✔ 最佳答案
(b) Multiply all terms by [ sqrt 3 + sqrt 2]^6, we get
[sqrt 3 + sqrt 2]^6[sqrt3 + sqrt 2]^6 + [sqrt 3 - sqrt 2]^6[sqrt 3 + sqrt 2]^6 = 970[sqrt 3 + sqrt 2]^6
[sqrt 3 + sqrt 2]^6[sqrt 3 + sqrt 2]^6 + 1 = 970[sqrt 3 + sqrt 2]^6
Let [sqrt 3 + sqrt 2]^6 be x, the equation becomes
x^2 + 1 = 970x
x^2 - 970x + 1 = 0
Solving this quadratic equation, we get
x = [ sqrt 3 + sqrt 2]^6 = 485 + 198 sqrt 6. ( 485 - 198 sqrt 6 is rejected since it equals to zero.)
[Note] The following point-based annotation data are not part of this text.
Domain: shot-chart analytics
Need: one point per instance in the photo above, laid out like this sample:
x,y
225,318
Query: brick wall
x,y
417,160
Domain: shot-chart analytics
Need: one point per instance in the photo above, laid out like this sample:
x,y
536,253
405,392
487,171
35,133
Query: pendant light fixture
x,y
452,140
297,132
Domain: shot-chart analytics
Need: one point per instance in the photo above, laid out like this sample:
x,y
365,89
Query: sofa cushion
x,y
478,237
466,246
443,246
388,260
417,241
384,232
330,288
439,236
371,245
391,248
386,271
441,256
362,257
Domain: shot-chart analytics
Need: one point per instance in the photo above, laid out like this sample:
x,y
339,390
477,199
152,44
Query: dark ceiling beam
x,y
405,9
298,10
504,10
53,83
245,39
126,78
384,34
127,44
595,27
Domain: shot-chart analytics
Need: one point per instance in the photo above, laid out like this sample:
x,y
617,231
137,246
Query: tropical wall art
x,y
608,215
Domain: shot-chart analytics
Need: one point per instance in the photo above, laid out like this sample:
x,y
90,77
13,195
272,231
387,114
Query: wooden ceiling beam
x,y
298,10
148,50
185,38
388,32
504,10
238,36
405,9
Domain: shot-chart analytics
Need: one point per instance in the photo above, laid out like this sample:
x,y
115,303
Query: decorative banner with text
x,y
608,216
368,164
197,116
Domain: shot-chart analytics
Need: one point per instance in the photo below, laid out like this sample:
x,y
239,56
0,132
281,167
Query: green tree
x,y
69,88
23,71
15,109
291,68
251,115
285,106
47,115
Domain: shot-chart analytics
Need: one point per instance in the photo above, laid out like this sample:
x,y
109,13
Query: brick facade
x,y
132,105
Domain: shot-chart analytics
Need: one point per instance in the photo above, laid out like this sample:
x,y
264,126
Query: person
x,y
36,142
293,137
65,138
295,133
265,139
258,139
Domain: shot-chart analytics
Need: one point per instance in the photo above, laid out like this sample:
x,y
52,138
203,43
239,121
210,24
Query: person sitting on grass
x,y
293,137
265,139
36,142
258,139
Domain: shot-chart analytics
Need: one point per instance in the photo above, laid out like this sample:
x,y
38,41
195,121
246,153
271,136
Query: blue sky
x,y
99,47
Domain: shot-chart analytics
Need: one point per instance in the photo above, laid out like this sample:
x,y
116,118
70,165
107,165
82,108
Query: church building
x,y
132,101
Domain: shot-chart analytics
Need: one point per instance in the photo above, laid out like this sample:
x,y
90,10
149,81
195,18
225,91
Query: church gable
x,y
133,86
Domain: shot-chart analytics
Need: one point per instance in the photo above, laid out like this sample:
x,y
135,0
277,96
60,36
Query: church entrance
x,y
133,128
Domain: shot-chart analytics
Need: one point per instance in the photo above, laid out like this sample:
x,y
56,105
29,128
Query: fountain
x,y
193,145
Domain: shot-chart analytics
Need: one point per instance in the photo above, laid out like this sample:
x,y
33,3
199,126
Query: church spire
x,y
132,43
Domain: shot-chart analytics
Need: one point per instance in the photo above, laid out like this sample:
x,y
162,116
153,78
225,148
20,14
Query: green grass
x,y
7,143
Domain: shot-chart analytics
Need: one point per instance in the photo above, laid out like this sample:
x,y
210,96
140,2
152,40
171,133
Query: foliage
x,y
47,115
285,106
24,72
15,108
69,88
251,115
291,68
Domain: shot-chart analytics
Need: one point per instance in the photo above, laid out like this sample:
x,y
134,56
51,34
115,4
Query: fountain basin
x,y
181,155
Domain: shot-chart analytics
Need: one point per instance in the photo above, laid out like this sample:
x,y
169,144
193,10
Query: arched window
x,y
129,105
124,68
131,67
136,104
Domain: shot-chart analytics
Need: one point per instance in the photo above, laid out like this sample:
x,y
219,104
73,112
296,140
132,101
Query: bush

Note : Putting n = 1 in part (a) is not exactly correct, you should use the relation (a^n)(b^n) = (ab)^n
2012-08-25 09:05:55 補充:
Correction : 485 - 198 sqrt 6 equals to - 0.00103, not exactly equals to 0. It is rejected because it is negative.
2012-08-25 09:10:14 補充:
Sorry. 485 - 198 sqrt 6 is not negative, it is 0.00103. So reject because too small.
2012-08-25 11:16:16 補充:
Note : 485 - 198 sqrt 6 is the answer for [sqrt 3 - sqrt 2]^6.